Thanks for the info. I uploaded the sequence file once again and checked its properties using fsck. Following is the info I got.
FSCK started by sabanerjee (auth:SIMPLE) from /
127.0.0.1 for path /user/sabanerjee/perftest/input/part-00000 at Sun Mar 30 00:20:48 EDT 2014
.Status: HEALTHY
Total size: 8448509 B
Total dirs: 0
Total files: 1
Total symlinks: 0
Total blocks (validated): 5 (avg. block size 1689701 B)
Minimally replicated blocks: 5 (100.0 %)
Over-replicated blocks: 0 (0.0 %)
Under-replicated blocks: 0 (0.0 %)
Mis-replicated blocks: 0 (0.0 %)
Default replication factor: 1
Average block replication: 1.0
Corrupt blocks: 0
Missing replicas: 0 (0.0 %)
Number of data-nodes: 1
Number of racks: 1
FSCK ended at Sun Mar 30 00:20:48 EDT 2014 in 6 milliseconds
So looks like there are 5 blocks as expected. However, the number of parallel map tasks is still 2. I noticed however that the number of map tasks in total now was 6, though it is set to 5 in DkproHadoopDriver.

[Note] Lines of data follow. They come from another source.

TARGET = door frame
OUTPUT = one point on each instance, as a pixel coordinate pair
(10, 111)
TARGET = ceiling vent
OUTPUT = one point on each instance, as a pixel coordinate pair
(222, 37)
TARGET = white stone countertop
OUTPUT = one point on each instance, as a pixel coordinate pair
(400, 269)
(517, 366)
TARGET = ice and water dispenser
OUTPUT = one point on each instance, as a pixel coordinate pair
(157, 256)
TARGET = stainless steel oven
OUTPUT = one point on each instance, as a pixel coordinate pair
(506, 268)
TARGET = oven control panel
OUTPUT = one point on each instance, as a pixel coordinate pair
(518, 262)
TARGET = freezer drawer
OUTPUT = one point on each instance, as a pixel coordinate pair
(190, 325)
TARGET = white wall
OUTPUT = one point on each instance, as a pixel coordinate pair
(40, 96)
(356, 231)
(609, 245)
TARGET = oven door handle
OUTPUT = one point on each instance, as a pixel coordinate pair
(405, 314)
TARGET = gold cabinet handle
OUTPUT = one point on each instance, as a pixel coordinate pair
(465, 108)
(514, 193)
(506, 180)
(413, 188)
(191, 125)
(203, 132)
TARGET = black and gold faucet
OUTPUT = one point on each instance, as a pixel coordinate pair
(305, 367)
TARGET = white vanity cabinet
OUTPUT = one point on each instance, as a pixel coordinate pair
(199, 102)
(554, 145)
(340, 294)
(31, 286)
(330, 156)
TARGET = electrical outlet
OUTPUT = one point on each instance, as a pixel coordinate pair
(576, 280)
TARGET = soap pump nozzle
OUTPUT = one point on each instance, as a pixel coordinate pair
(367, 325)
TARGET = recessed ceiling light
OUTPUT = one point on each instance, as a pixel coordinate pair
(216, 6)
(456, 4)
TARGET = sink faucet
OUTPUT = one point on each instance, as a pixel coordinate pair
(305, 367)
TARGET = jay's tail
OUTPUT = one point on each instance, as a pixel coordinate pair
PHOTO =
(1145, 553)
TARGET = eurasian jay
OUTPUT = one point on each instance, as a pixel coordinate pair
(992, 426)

I searched around a bit more and made the following config changes:
1. Set yarn.nodemanager.resource.cpu-vcores to 5 in yarn-config.xml
2. Removed the option mapreduce.map.memory.mb which was set to 3072. - Since yarn is allocated 6 GB in yarn-config, I thought maybe this limit is causing the number of mappers to be limited (My total memory is 8 GB)
My new configurations are at
Any other thoughts?
Regards,
Samudra